Pat Thomas & Marijata - My Love Will Shine

Pat Thomas is perhaps best known for his work with the titan of highlife, Ebo Taylor, but he’s had a storied career in his own right and fronted a number of incredible records, included this one with Marijata, a Ghanaian band made up of three members – Kofi 'Electric' Addison on drums, Bob Fischlan on organ and Nat Osmanu on guitar. After playing with the Broadway Dance Band, in 1969, the Uhuru Dance Band, and Ebo Taylor’s Blue Monks, Thomas formed Sweet Beans in 1973, before they split and reformed as Marijata. Releasing two albums, including this one, Pat Thomas Introduces Marijata, released in 1976. My Love Will Shine perfectly captures the feel of the album, fusing a jubilant pop sensibility with an incredibly progressive Black Atlantic fusion approach to genre, melding highlife and afrobeat with psychedelic rock guitars and ska rhythms.


Pastor T.L Barrett - He Rose (From The Grave)

Pastor T.L. Barrett is a fascinating character who lingered in obscurity for years, before being amplified to popular ears by the incredible digging and sampling work of one Kanye West. Born in the South Side of Chicago, Barrett left for Queens, New York where he developed a passion for music, eventually bringing this back to Chicago where he became a preacher at Mt Zion Church, composing, arranging and recording traditionals with the church choir and setting up Mt Zion Records to release them, and interacting closely with the local Afro-centric movement, which included Earth Wind & Fire’s Maurice White and Philip Bailey, Donny Hathaway, and Sun Ra collaborator Phil Cohran. He Rose (From The Grave) is pure, ecstatic gospel power, the choir bellowing in full force, while the Pastor ad libs and vocalises to heaven, set to an almighty soul groove.
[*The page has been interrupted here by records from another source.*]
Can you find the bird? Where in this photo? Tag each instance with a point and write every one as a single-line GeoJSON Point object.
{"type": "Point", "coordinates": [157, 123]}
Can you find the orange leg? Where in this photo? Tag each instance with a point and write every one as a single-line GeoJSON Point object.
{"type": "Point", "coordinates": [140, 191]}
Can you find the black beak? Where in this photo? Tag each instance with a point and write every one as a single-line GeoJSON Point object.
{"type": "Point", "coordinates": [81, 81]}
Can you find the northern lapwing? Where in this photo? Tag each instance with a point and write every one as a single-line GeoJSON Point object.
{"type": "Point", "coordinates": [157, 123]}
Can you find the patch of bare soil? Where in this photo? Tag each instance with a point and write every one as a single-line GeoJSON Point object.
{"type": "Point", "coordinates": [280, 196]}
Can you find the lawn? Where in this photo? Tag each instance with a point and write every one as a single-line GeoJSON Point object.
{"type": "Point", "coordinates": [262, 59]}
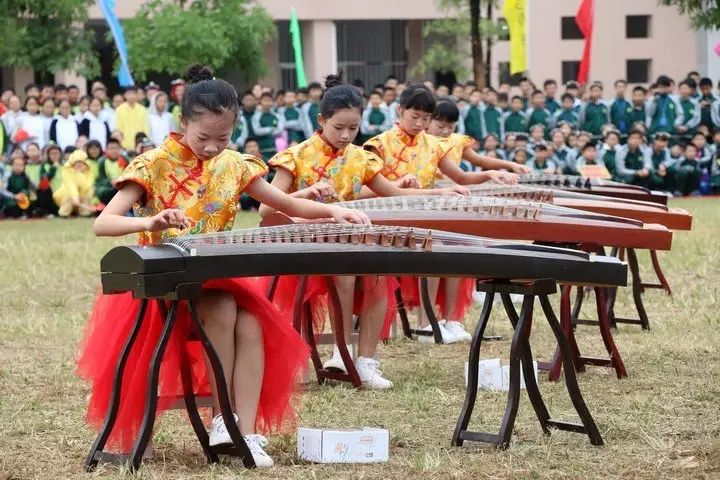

Ghisly Brown - Let’s Talk About It

Now this is a groove! Ghisly Brown’s French boogie classic, Let’s Talk About It, was released in 1981, issued by Disques Sedim, a Parisian label focused on African music. Born Geneviève Brun, little is known of the French Cameroonian singer, apart from a handful of records spanning across the 80s under the aliases, Ghisly Brown, Jeslyna, and Jess Lee, and a single recorded with Jean-François Ondoa’s Generation II. Let’s Talk About It comes from the only Ghisly Brown solo album, 1981’s Come To Me. Arranged by the Cameroonian composer Mbida Jim Douglas, the sound is a complex and heady blend of organic instrumentation and synthetic sheen, bombastic bass guitar and spiky funk guitar tied tightly together with the big reverbs, splashy delays and lush synth pads of early '80s production.


Yellow Magic Orchestra - Seoul Music

If you don’t know Yellow Magic Orchestra, get to know. The Japanese band, though hugely underappreciated by comparison, rival the likes of Kraftwerk, Throbbing Gristle, and Cabaret Voltaire in their pioneering of electronic music, towards the end of the 70s and early 80s. Retrospectively, YMO sounds something like a supergroup, formed in Tokyo by three musicians who would go on to be titans in their own solo careers: Ryuichi Sakamoto, on keyboards and vocals, would go on to become a storied composer of ambient music and film scores, while the prolific producer Haruomi Hosono can be find in the credits of almost any great Japanese record from the '80s, from ambient, experimental synth music, to city pop, and drummer Yukihiro Takahashi set a constant release schedule that lasted til his death last year. Seoul Music is an incredible bit of techno-pop, released on the 1981 album Technodelic. It combines a pop sensibility with traditional Japanese percussion sounds, and a big slanging drum machine chug.

These are just some of the highlights in what I hope is an enjoyable musical journey that spans across continents, generations and genres…

A huge thanks go out to labels such as Now Again, Light In The Attic, Numero Uno and Luv N’ Haight, Analog Africa, Music From Memory, Africa Seven, Far Out Recordings, Strut, Mr Bongo and Soundway, who continue to unearth some of the most unique and amazing music that may have otherwise never seen the light of day.